I love the story, the characters, and the plots. I also love how wrong I was about Shiva being shellfish; a good reminder that one shouldn’t judge others only based on what they say or do. Abraham Verghese is a brilliant writer, his descriptions are so vivid and the emotions portrayed in the books are so relatable.

The Art of War – Sun Tzu
The Art of War or “孫子兵法” is a classic Chinese literature. A lot of well-known Chinese phrases are directly from Sun Tzu’s book. Instead of challenging myself to read it in Chinese, I decided to read the book in English first. Although this book is about warfare, a lot of the tactics are actually applicable in modern life and in business.

For example, “do many calculations lead to victory, and few calculations to defeat”. That to me is the equivalent of “preparation is the key to success”. Another example, “now in order to kill the enemy, our men must be roused to anger; that there may be advantage from defeating the enemy, they must have their rewards. That to me is the necessary alignment of interest to achieve the maximum outcome between management and board of directors or companies and employees.

The English version also makes me appreciate the difficulties in translating between two languages. “If you know the enemy and you know yourself, you need not fear the result of a hundred battles” is “” in Chinese. The translation is correct: know yourself, know others, and you won’t lose a hundred battles. The concept is the same, yet reading it in Chinese vs. English is still different.

Extremely Loud and Incredibly Close
Extremely Loud and Incredibly Close is a New York Times Bestseller by Jonathan Foer and a book that I haven’t gotten around to read until this year. The story follows a 9-year-old boy, Oskar, looking for a lock that matches a particular key. Oskar’s father who passed away during 9/11 left the mysterious key. My favorite parts of the book were Oskar’s inventions (or imaginations) and his grandparent’s story. Examples of Oskar’s inventions include a teakettle that whistles melodies, a building that moves up and down while the elevator stays stationary, a limo long enough to serve as a “teleporting portal”, a birdseed shirt allowing birds to pick up wearers and give them a ride, and much more. Then the story between his grandparents is worth another book itself.

I used to cry pretty easily reading sad books or watching sad movies but I find that the older I become, the harder it is to move me. Yet, this book brought me to tears, such a good and unforgettable book.

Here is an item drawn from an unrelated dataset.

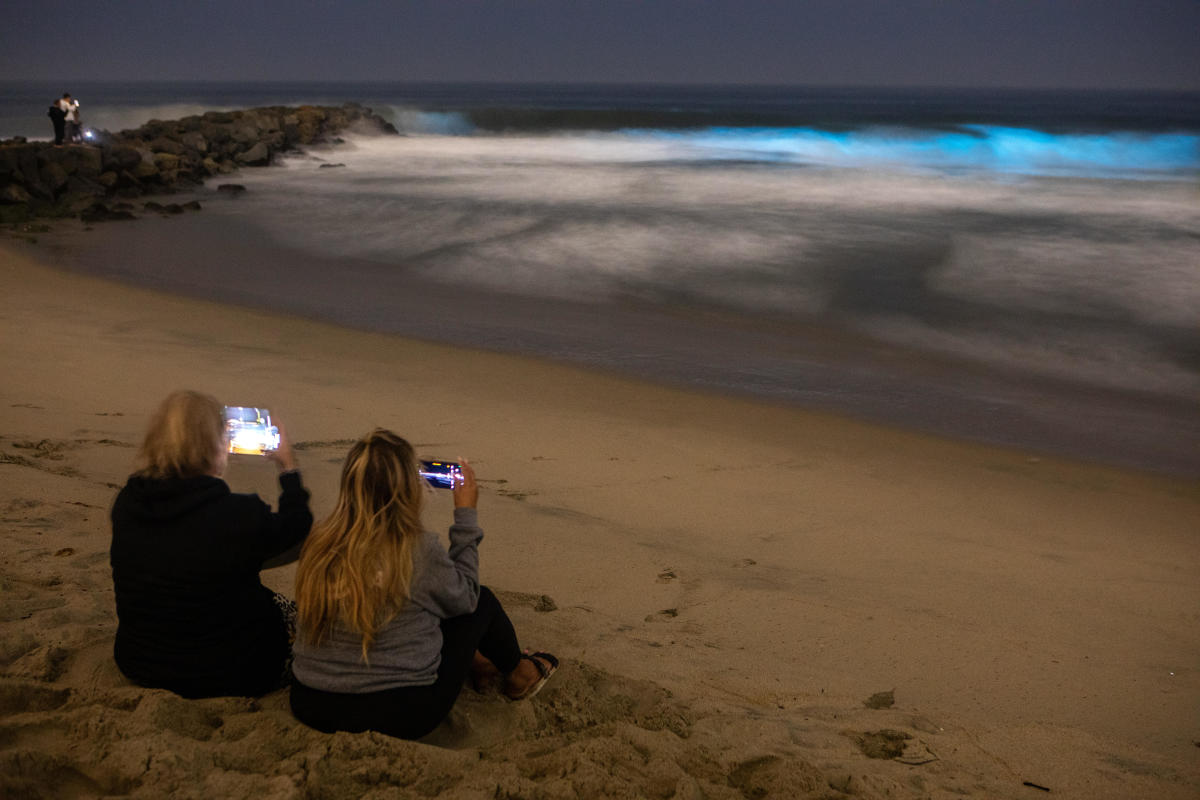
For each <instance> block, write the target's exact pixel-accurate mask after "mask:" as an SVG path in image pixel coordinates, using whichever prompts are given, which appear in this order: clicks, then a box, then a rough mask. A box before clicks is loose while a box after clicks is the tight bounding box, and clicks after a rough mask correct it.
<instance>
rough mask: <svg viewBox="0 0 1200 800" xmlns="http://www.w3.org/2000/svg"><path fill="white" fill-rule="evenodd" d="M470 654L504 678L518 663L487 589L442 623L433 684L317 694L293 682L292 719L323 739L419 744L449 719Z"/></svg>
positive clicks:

First They Killed My Father – A Daughter of Cambodia Remembers
This is a non-fiction book written by Loung Ung and based on her childhood so the tragedies are even more raw and painful. Loung lived with her parents and 6 siblings in Phnom Penh, Cambodia until the start of the Cambodian genocide in 1975. The genocide lasted until 1979 and an estimated ~2 million Cambodians died. The story follows Loung and her family from Phnom Penh to the countryside’s various villages. As the reader you are holding your breath at each stop hoping that it would be the last and the war would end or the conditions would improve. The book is heart breaking but also very inspiring: the love for one’s family, the courage to go through each day, and the strength of the survivors to recover and relive.

Angelina Jolie directed the movie but I haven’t watched the film because I can’t imagine the movie being anywhere near as good as the book or is anywhere near as heart throbbing as Loung Ung’s words.


Thank you for reading and a big thank you to my incredible brother who always has the best book suggestions, I love you!